Di Semifinal menghadapi Persija yang waktu itu diperkuat bintang – bintang Timnas seperti Ristomoyo dan Budi Tanoto, kegemilangannya di bawah mistar membawa PSMS Medan sukses lolos ke Final setelah mengalahkan Persija 2-1.

Partai Final melawan PSIS Semarang Ponirin Meka kembali dipercaya mengawal gawang PSMS dan kegemilangannya di bawah mistar membawa PSMS Medan sukses menjadi Juara setelah di Final mengalahkan PSIS 2-1.

Pada Divisi Utama Perserikatan PSSI 1982/1983 trio pelatih PSMS Medan Wibisono, Zulkarnaen Pasaribu dan Parlin Siagian mempercayakan posisi kiper PSMS kepada Ponirin Meka.

Pada final melawan Persib ini Ponirin Meka menjadi pahlawan PSMS karena sukses membawa PSMS Medan menjadi Juara setelah mengalahkan Persib 3-2 dalam drama adu penalti.

Dalam drama adu penalti ini hanya dua eksekutor Persib yang mampu menjebol gawang PSMS yang dikawal Ponirin Meka, yaitu Bambang Sukowiyono dan Wawan Karnawan. Tiga penendang lainnya yaitu Giantoro, Wolter Sulu dan Adjat Sudrajat, berhasil ditepis dengan gemilang oleh Ponirin Meka.

Gelar ini sendiri adalah gelar Juara Kejurnas/Divisi Utama Perserikatan PSSI yang ke-5 untuk PSMS setelah sebelumnya sukses menjadi Juara pada 1967, 1969, 1971 dan 1975 (Juara Bersama dengan Persija).

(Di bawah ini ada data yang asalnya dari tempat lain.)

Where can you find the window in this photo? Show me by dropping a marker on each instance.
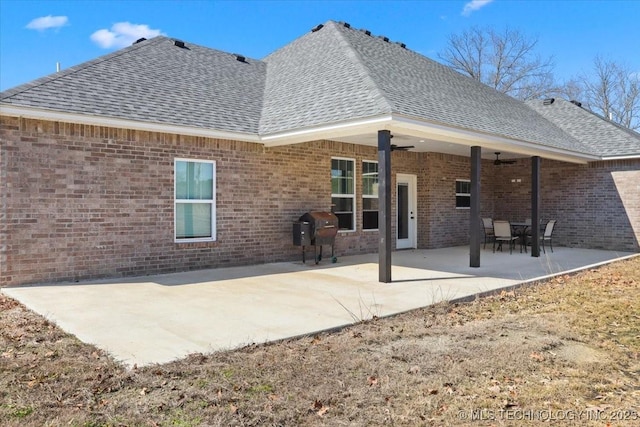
(369, 195)
(343, 192)
(195, 217)
(463, 194)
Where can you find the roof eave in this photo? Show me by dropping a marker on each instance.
(89, 119)
(423, 129)
(622, 157)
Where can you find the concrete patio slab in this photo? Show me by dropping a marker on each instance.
(156, 319)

Keberhasilan ini membuat Ponirin Meka mulai dilirik oleh Timnas.

Ponirin merupakan salah satu kiper top pada masanya, hingga akhirnya bisa jadi andalan timnas Indonesia.

Dengan kostum skuad Garuda, Ponirin Meka tampil gemilang di Asian Games 1986 yang digelar di Seoul, Korea Selatan. Timnas Indonesia melaju hingga semifinal, setelah mengalahkan Uni Emirat Arab (UEA) di perempat final via adu penalti, 6-5.

Kala itu Ponirin Meka menggagalkan eksekusi penalti pemain UEA di babak kedua dan sekali saat adu penalti.

Keahliannya dalam menepis tendangan penalti membuat Ponirin mendapat julukan “si Tangan Emas”.

Adapun pencapaian terbaik Ponirin Meka bersama timnas Indonesia dirasakannya di ajang SEA Games 1987 dan Piala Kemerdekaan 1987 karena berhasil keluar sebagai juara.